Reflections on Proxmox VE

I’ve now been using Proxmox VE as a hypervisor in my home lab for a couple of years, and as I’ve reverted to plain Ubuntu Server + KVM, I figured I would try to summarize my thoughts on the product.

Proxmox VE can be described as a low-cost and open-source alternative to VMware vSphere with aspects of vSAN and NSX. The prospect is excellent, and the system scales beautifully all the way from a single (home) lab server with a single traditionally formatted hard drive up to entire clusters with distributed object storage via Ceph; all in a pretty much turnkey solution. If I was involved in setting up an on-prem IT environment for a small- to medium-sized business today, Proxmox VE would definitely be on my shortlist.

So if it’s so good, what made me go back to a regular server distribution?

Proxmox VE, like all complete solutions, works best when you understand the developers’ design paradigm and follow it – at least roughly. It is theoretically based on a Debian core, but the additional layers of abstraction want to take over certain functionality and it’s simply best to let them. Trying to apply a configuration that somehow competes with Proxmox VE will introduce some occasional papercuts to your life: containers that fail to come back up after a restart now and then, ZFS pools that occasionally don’t mount properly, etc.

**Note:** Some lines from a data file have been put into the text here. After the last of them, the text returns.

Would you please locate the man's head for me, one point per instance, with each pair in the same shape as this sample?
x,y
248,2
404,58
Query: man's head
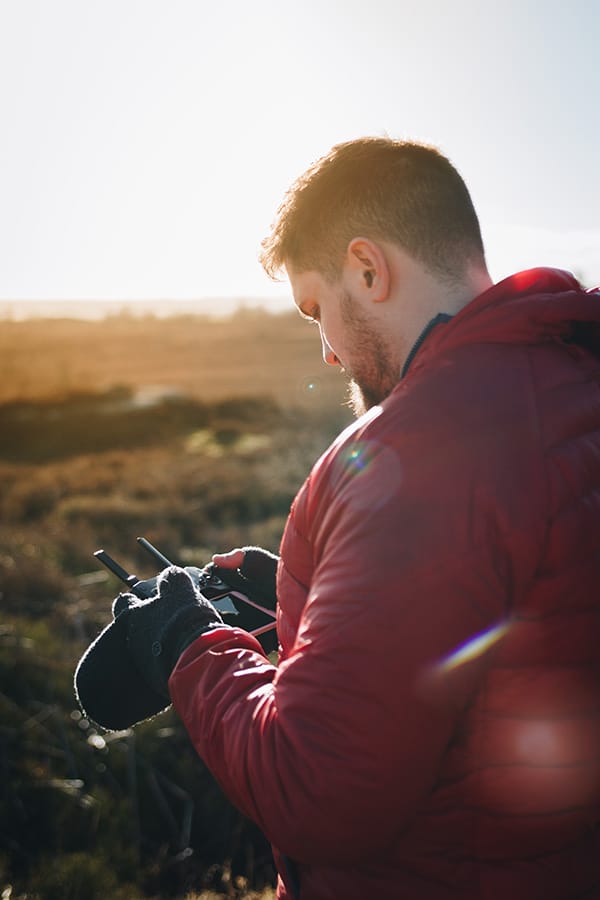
x,y
377,237
401,192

Note that I’m sure I caused these problems on my own by various customizations, so I’m not throwing any shade on the product per se, but the fact remains that I wanted to manage my specific physical hosts in ways that differed from how Proxmox VE would like me to manage them, and that combination made the environment less than optimal.

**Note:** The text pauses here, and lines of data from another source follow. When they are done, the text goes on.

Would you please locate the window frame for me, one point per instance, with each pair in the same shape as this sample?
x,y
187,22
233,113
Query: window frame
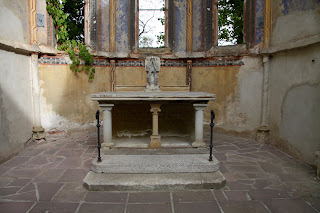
x,y
164,49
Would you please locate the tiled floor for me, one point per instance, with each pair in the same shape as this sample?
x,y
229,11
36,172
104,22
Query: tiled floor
x,y
47,177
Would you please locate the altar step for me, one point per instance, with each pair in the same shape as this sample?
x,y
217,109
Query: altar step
x,y
154,173
155,164
153,182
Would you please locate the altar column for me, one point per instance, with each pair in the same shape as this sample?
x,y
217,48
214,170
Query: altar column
x,y
107,125
199,125
155,141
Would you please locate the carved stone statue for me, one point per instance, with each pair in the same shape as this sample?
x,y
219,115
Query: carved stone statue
x,y
152,65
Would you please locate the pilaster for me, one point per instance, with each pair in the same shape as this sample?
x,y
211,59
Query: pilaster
x,y
199,108
107,125
155,141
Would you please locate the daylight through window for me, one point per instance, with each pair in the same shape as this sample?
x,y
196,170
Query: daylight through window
x,y
151,23
230,22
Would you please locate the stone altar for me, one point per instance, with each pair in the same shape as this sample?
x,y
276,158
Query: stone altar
x,y
165,169
107,100
155,97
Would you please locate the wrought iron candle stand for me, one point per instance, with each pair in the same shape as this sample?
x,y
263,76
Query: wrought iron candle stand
x,y
211,142
99,144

As these servers are only used and managed by me and I do perfectly fine in a command line interface or using scripts and playbooks, I’ve come to the conclusion that I prefer a minimalist approach and so I’m back to running simple Ubuntu servers with ZFS storage pools for virtual machines and backups, and plain KVM for my hypervisor layer. After the initial setup – a weekend project I will write up for another post – I have the best kind of server environment at home: One I more or less never have to touch unless I want to.

ZFS backups in Proxmox – Part 2

A while ago I wrote about trying out pve-zsync for backing up some Proxmox VE entities. I kept using regular Proxmox backups for the other machines, though: It is a robust way to get recoverable machine backups but it’s not very elegant. For example all backups are full: There’s no logic for managing incremental or differential backups. The last straw was a bug in the Proxmox web interface where these native full backups kept landing on my SSD-backed disk pool which is stupid for two reasons: a) it gave me no on-site protection from disk failures which after user error is the most likely reason to need a backup, and b) it used up valuable space on my most expensive pool. Needless to say, I scrapped that backup solution (and pve-zsync) completely.

My new solution is based entirely on Jim Salter’s excellent tools sanoid and syncoid. Sanoid now gives me hourly ZFS snapshots of all of my virtual machines and containers and of my base system, with timely purging of old snapshots. On my production server, syncoid makes sure these snapshots are cloned to my backup pool, and on my off-site server, syncoid fetches snapshots from the backup pool on the production server to its own backup pool. This means I have a better, cleaner, faster and most importantly working backup solution with considerably less clutter than before: A config file for sanoid and a few cron jobs to trigger syncoid in the right way.